Joe Biden, democratic presidential nominee traveled to Warm Springs, Georgia, on Tuesday to borrow language and imagery from a titan of his party’s past in the closing days of the campaign about how to heal the country of the coronavirus pandemic and of bitter political divisions.
The late US President Franklin Delano Roosevelt, who contracted polio in 1921 and suffered paralysis, visited the mineral springs for his health often. After leading the country out of the Great Depression and through most of World War II, Roosevelt died April 12, 1945, while drafting a speech that Biden borrowed as a guide for his own prospective administration.

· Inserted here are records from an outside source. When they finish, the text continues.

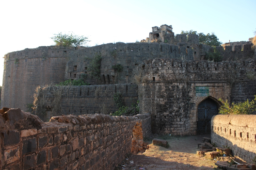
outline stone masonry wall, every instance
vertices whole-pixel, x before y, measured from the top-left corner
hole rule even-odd
[[[233,155],[248,163],[255,163],[256,115],[216,115],[211,123],[212,143],[230,147]]]
[[[149,114],[70,115],[43,123],[20,109],[1,115],[0,166],[10,170],[113,169],[133,151],[136,124],[150,121]]]
[[[46,109],[46,111],[44,115],[41,115],[39,113],[36,114],[44,121],[48,121],[52,116],[62,114],[109,114],[118,110],[114,102],[113,95],[116,93],[122,94],[125,106],[130,106],[136,104],[138,100],[138,87],[137,85],[134,84],[67,86],[63,88],[59,103],[62,108],[58,113],[52,112],[53,107],[56,106],[54,101],[56,99],[55,95],[57,94],[55,92],[58,87],[48,87],[38,97],[39,101],[44,100],[45,104],[44,106],[40,106],[41,103],[38,102],[38,107],[42,108],[44,110]],[[102,113],[103,107],[108,113]]]
[[[102,57],[100,80],[92,78],[89,68],[90,60],[96,55]],[[86,81],[91,84],[110,84],[130,83],[133,70],[145,60],[165,58],[193,60],[191,49],[164,43],[109,43],[73,51],[67,63],[66,79],[77,79],[87,74]],[[120,72],[112,66],[121,65]],[[75,74],[75,75],[74,75]]]
[[[42,46],[5,55],[1,106],[27,110],[37,86],[63,81],[70,50]]]
[[[219,107],[220,98],[240,102],[251,100],[256,95],[254,60],[214,62],[159,59],[145,63],[139,69],[142,82],[138,85],[138,99],[141,113],[151,114],[153,133],[196,135],[197,108],[204,100],[210,98]],[[200,96],[196,89],[202,86],[208,90]]]

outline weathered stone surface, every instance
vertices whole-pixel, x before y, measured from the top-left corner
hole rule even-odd
[[[153,143],[154,144],[156,144],[164,147],[166,147],[168,144],[167,141],[162,139],[157,139],[156,138],[153,139]]]
[[[38,147],[42,148],[45,146],[48,142],[48,137],[47,136],[40,136],[38,138]]]
[[[7,130],[4,131],[4,145],[11,145],[20,142],[20,133],[14,130]]]
[[[24,157],[23,169],[24,170],[34,168],[36,166],[36,155],[26,155]]]
[[[59,147],[58,146],[52,149],[52,154],[53,158],[55,158],[59,156]]]
[[[37,142],[36,138],[22,140],[22,154],[36,151]]]
[[[39,152],[37,155],[37,165],[38,165],[46,162],[46,151],[42,151]]]

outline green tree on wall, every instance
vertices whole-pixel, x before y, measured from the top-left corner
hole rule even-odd
[[[89,41],[86,36],[70,34],[63,34],[62,32],[54,34],[51,37],[56,44],[55,45],[64,47],[74,47],[76,49],[79,46],[85,45]]]
[[[181,31],[181,34],[198,34],[199,36],[199,43],[209,45],[211,46],[219,46],[222,42],[219,41],[219,39],[214,34],[214,33],[212,33],[212,34],[209,33],[205,35],[203,33],[201,33],[197,34],[197,32],[193,31],[191,29],[189,31]]]

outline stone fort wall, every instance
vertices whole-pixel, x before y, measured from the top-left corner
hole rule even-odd
[[[92,79],[87,70],[89,59],[96,54],[100,54],[102,58],[100,80]],[[27,110],[38,86],[79,79],[82,73],[88,74],[86,80],[91,84],[130,83],[133,70],[145,60],[182,57],[193,60],[192,50],[157,43],[110,43],[76,50],[39,47],[12,52],[5,55],[1,106]],[[118,64],[123,67],[121,72],[112,68]]]
[[[70,115],[43,123],[17,109],[2,117],[1,120],[6,120],[0,130],[2,169],[113,169],[127,154],[139,151],[134,146],[142,147],[141,134],[150,134],[149,114]]]
[[[1,106],[27,110],[37,86],[64,80],[66,57],[71,50],[39,47],[5,55]]]
[[[229,147],[232,154],[254,164],[256,156],[256,115],[216,115],[212,119],[212,142]]]
[[[45,112],[37,115],[44,121],[48,121],[52,116],[63,114],[109,114],[118,110],[114,104],[114,95],[119,93],[123,97],[122,102],[126,106],[130,106],[137,103],[138,87],[137,84],[126,84],[115,85],[93,85],[64,86],[61,90],[61,108],[58,113],[53,113],[53,109],[56,107],[54,102],[58,87],[49,86],[41,93],[38,100],[43,100],[43,106],[38,102],[38,108]],[[41,110],[40,110],[41,111]]]
[[[196,135],[198,106],[205,99],[210,98],[219,107],[219,98],[230,102],[254,98],[255,62],[145,61],[143,81],[138,85],[140,111],[151,114],[153,133]],[[208,89],[208,93],[197,94],[198,87]]]

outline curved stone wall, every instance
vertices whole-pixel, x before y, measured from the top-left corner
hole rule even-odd
[[[70,50],[42,46],[5,55],[1,106],[26,110],[37,86],[64,79]]]

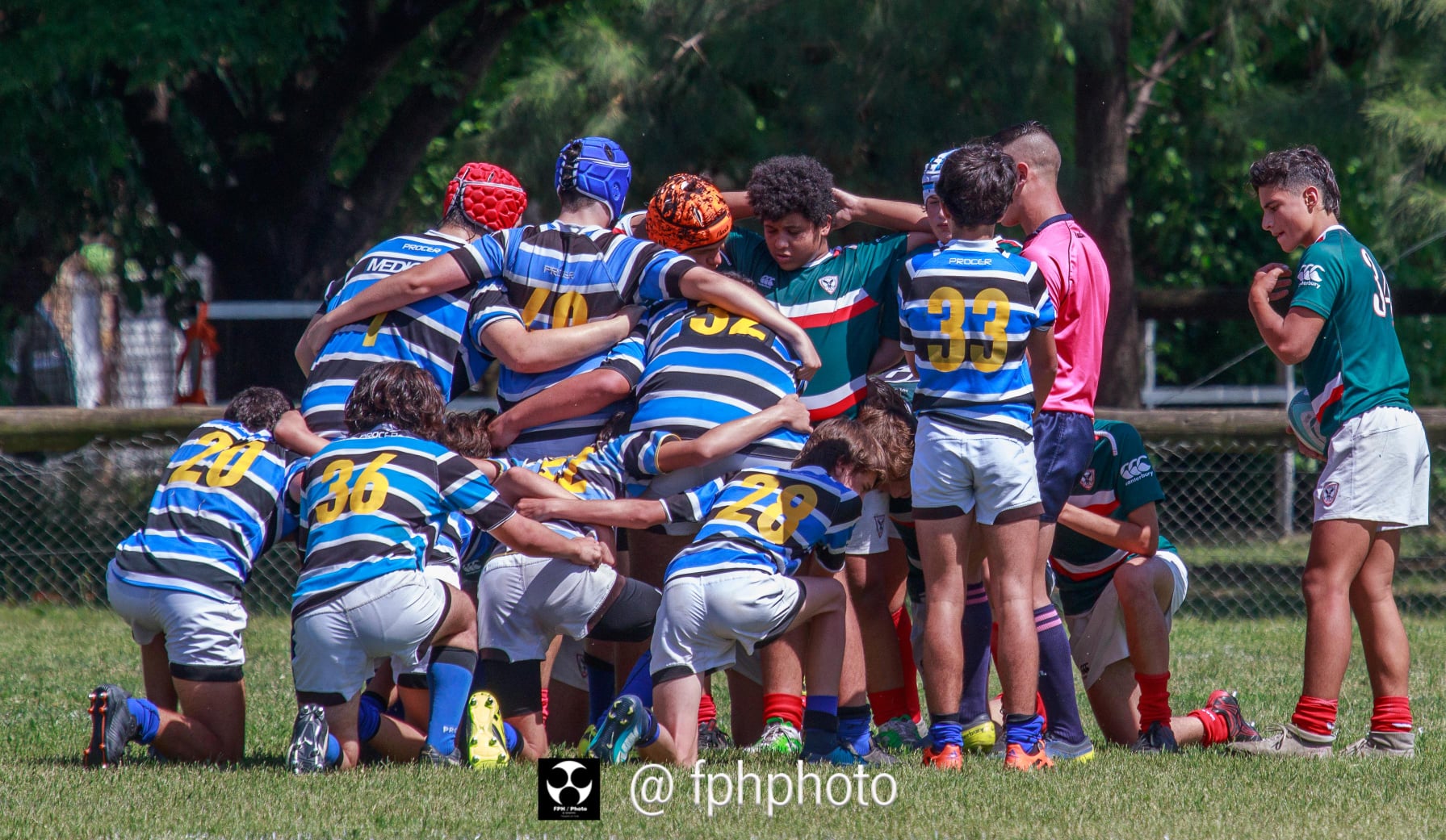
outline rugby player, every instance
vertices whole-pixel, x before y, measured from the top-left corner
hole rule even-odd
[[[447,185],[441,224],[422,234],[392,237],[367,250],[327,289],[312,324],[382,278],[513,227],[526,204],[526,192],[506,169],[492,163],[464,165]],[[301,398],[307,425],[327,438],[344,435],[347,396],[357,377],[373,364],[411,361],[427,370],[444,395],[451,395],[458,354],[466,385],[471,385],[493,357],[513,370],[551,370],[612,347],[632,328],[629,318],[610,318],[576,330],[531,334],[516,320],[496,318],[484,330],[470,331],[470,295],[444,291],[337,330],[321,347],[315,364],[302,357],[298,346],[298,361],[308,373]]]
[[[140,645],[146,697],[113,684],[91,693],[87,766],[119,763],[132,740],[172,760],[241,760],[241,590],[256,558],[295,528],[285,496],[305,466],[272,435],[289,409],[272,387],[236,395],[181,444],[146,525],[116,547],[106,591]]]
[[[1259,740],[1228,691],[1170,711],[1170,626],[1189,587],[1160,533],[1165,497],[1135,427],[1095,421],[1092,460],[1060,509],[1054,568],[1074,664],[1105,737],[1135,752]]]
[[[925,231],[918,207],[902,201],[862,198],[836,189],[833,175],[816,159],[779,156],[749,175],[746,192],[724,194],[735,218],[756,215],[763,236],[735,230],[724,243],[729,265],[750,278],[781,312],[808,331],[827,359],[810,380],[804,403],[814,421],[853,416],[866,393],[866,376],[899,359],[894,276],[889,269],[910,249],[910,237],[830,247],[829,234],[850,221],[905,231]],[[914,237],[927,241],[925,233]],[[860,526],[847,547],[844,573],[846,623],[862,632],[846,635],[840,713],[850,732],[868,730],[868,687],[898,687],[902,674],[889,616],[886,587],[870,584],[888,575],[888,496],[863,499]],[[872,558],[872,560],[870,560]],[[803,723],[803,668],[792,645],[763,655],[763,717],[759,749],[798,750]],[[866,674],[868,671],[868,674]],[[862,742],[862,739],[860,739]]]
[[[785,470],[743,470],[668,500],[568,503],[570,518],[633,528],[707,510],[697,539],[668,565],[652,636],[654,708],[641,697],[619,697],[589,752],[615,763],[636,746],[649,760],[691,766],[707,674],[810,623],[803,759],[862,763],[837,736],[843,587],[794,575],[814,548],[824,568],[842,567],[862,507],[857,493],[875,484],[882,467],[878,441],[857,421],[836,418],[814,429]]]
[[[1351,617],[1361,627],[1375,706],[1348,755],[1416,753],[1407,675],[1410,645],[1391,593],[1401,529],[1426,525],[1430,451],[1407,399],[1410,376],[1395,337],[1391,286],[1375,256],[1340,224],[1340,188],[1314,146],[1271,152],[1251,165],[1261,227],[1281,250],[1306,252],[1290,267],[1255,272],[1251,317],[1284,364],[1301,364],[1329,440],[1316,481],[1306,597],[1306,675],[1290,723],[1272,737],[1236,743],[1259,755],[1332,753]],[[1271,301],[1288,298],[1281,315]]]
[[[442,405],[421,367],[373,366],[347,399],[351,437],[308,464],[301,503],[307,554],[292,597],[299,707],[286,750],[292,772],[356,766],[363,742],[411,729],[360,704],[359,695],[377,659],[428,648],[431,714],[419,758],[463,762],[457,727],[477,665],[476,614],[455,588],[422,573],[447,512],[467,515],[518,551],[587,567],[609,560],[594,539],[564,539],[515,516],[469,460],[432,442]],[[500,726],[486,723],[492,739],[500,737]]]
[[[1054,308],[1034,263],[1001,253],[995,224],[1015,187],[992,143],[950,153],[938,195],[953,237],[899,276],[904,353],[920,376],[911,474],[928,617],[928,766],[962,766],[964,560],[977,520],[999,623],[1005,766],[1053,766],[1035,714],[1038,640],[1030,607],[1041,513],[1031,419],[1054,380]],[[1028,351],[1028,359],[1025,359]]]
[[[305,357],[341,325],[500,279],[505,288],[490,291],[486,301],[474,305],[474,333],[489,330],[499,318],[536,331],[584,324],[617,314],[638,301],[690,298],[768,325],[785,335],[803,359],[801,376],[817,370],[818,356],[807,334],[755,292],[677,252],[607,227],[622,213],[630,178],[628,156],[617,143],[606,137],[570,142],[558,155],[554,178],[562,204],[557,221],[476,239],[448,252],[445,259],[375,283],[317,320],[302,337],[298,353]],[[519,432],[513,418],[503,412],[493,424],[493,442],[509,444],[508,454],[518,458],[576,454],[597,437],[616,403],[630,393],[633,383],[623,370],[613,369],[607,353],[545,373],[525,373],[505,364],[499,380],[503,406],[551,392],[547,400],[534,403],[547,409],[548,422]],[[552,390],[558,386],[560,390]]]

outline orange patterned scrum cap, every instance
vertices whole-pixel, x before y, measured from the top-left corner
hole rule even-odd
[[[701,175],[674,175],[648,201],[645,233],[672,250],[717,244],[733,230],[723,194]]]

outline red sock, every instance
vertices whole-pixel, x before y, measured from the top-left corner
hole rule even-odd
[[[918,694],[915,691],[915,694]],[[873,723],[884,724],[895,717],[908,714],[908,690],[889,688],[888,691],[869,691],[869,707],[873,708]]]
[[[1336,708],[1339,708],[1339,700],[1325,700],[1322,697],[1307,697],[1300,695],[1300,701],[1296,703],[1296,714],[1290,716],[1290,721],[1296,724],[1301,732],[1309,732],[1310,734],[1319,734],[1323,737],[1335,737],[1336,734]]]
[[[1150,729],[1151,723],[1170,726],[1170,672],[1139,674],[1135,672],[1135,682],[1139,684],[1139,732]]]
[[[698,700],[698,723],[709,723],[719,719],[719,707],[713,706],[713,695],[704,694]]]
[[[1213,708],[1196,708],[1190,713],[1190,717],[1205,726],[1205,737],[1200,739],[1200,746],[1215,746],[1231,740],[1231,723],[1225,720],[1223,714]]]
[[[914,667],[914,642],[910,640],[910,636],[914,635],[914,622],[910,620],[908,610],[904,607],[899,607],[891,617],[894,619],[894,636],[899,642],[899,669],[904,672],[904,710],[914,723],[918,723],[918,669]]]
[[[804,727],[804,698],[798,694],[765,694],[763,720],[781,717],[797,729]]]
[[[1410,697],[1377,697],[1371,710],[1371,732],[1411,732]]]

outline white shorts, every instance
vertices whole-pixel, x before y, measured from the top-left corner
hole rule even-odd
[[[1316,481],[1316,522],[1359,519],[1387,529],[1430,520],[1432,453],[1414,411],[1372,408],[1340,425]]]
[[[296,691],[351,700],[382,661],[414,667],[445,607],[447,587],[440,580],[393,571],[307,610],[291,627]]]
[[[884,554],[889,549],[889,539],[898,539],[898,531],[889,520],[889,494],[886,490],[875,487],[863,494],[863,513],[849,535],[849,545],[843,547],[844,554],[866,555]]]
[[[678,493],[687,493],[694,487],[701,487],[713,479],[720,479],[729,473],[737,473],[739,470],[749,470],[753,467],[768,467],[768,468],[788,468],[792,461],[781,458],[763,458],[759,455],[743,455],[733,454],[726,458],[719,458],[717,461],[703,464],[701,467],[687,467],[683,470],[674,470],[668,474],[658,476],[648,484],[648,490],[642,494],[643,499],[667,499],[668,496],[677,496]],[[703,528],[701,522],[664,522],[664,533],[671,533],[674,536],[691,536]]]
[[[587,691],[587,643],[573,636],[562,636],[552,658],[554,682],[561,682],[578,691]]]
[[[667,581],[652,632],[654,682],[732,668],[788,630],[803,606],[800,581],[763,570]]]
[[[130,638],[149,645],[158,633],[166,636],[166,659],[182,680],[185,671],[236,668],[246,662],[241,632],[246,607],[241,601],[218,601],[179,590],[129,584],[113,570],[106,574],[110,606],[130,625]],[[179,668],[178,668],[179,667]],[[197,674],[197,678],[204,674]],[[240,678],[237,675],[237,678]]]
[[[975,512],[980,525],[993,525],[1006,510],[1040,503],[1034,444],[1008,435],[962,432],[928,415],[914,437],[910,471],[914,510],[959,507]]]
[[[617,586],[610,565],[499,554],[477,578],[477,638],[510,662],[544,659],[554,636],[587,636],[587,625]]]
[[[1170,596],[1170,610],[1165,612],[1165,632],[1170,632],[1176,610],[1190,588],[1190,574],[1184,568],[1184,561],[1173,551],[1158,551],[1154,558],[1164,561],[1170,577],[1174,578],[1174,594]],[[1064,616],[1064,626],[1070,630],[1070,653],[1074,656],[1074,667],[1080,669],[1084,688],[1093,685],[1106,668],[1129,658],[1125,613],[1119,609],[1115,581],[1105,586],[1090,612]]]

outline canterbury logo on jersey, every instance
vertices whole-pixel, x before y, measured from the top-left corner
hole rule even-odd
[[[1119,468],[1119,477],[1124,479],[1126,484],[1134,484],[1139,479],[1152,476],[1154,471],[1154,467],[1150,464],[1150,455],[1139,455]]]

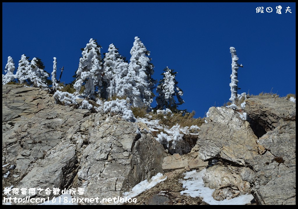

“In it he was to say: ‘Today … we must cultivate the science of human relationships — the ability of all peoples, of all kinds, to live together and work together in the same world at peace,’” Biden said. “To live together and work together. That’s how I see America. That’s how I see the presidency, and that’s how I see the future.”
Biden criticized Trump without naming him, saying the country needs a president who cares less about TV ratings and more about the American people, who looks not to settle scores but to find solutions, and who is guided not by wishful thinking but by science, reason and fact.
“That’s the kind of president I hope to be,” Biden said.
Trump’s campaign blasted the speech.
“Joe Biden today continued his despicable politicization of the coronavirus crisis, while being completely unburdened by the responsibility of leadership,” said Tim Murtaugh, a Trump campaign spokesman. “While President Trump led the nation in the unprecedented battle against the Chinese virus, Biden sat in his basement and suggested nothing that President Trump had not already done or was not already doing.”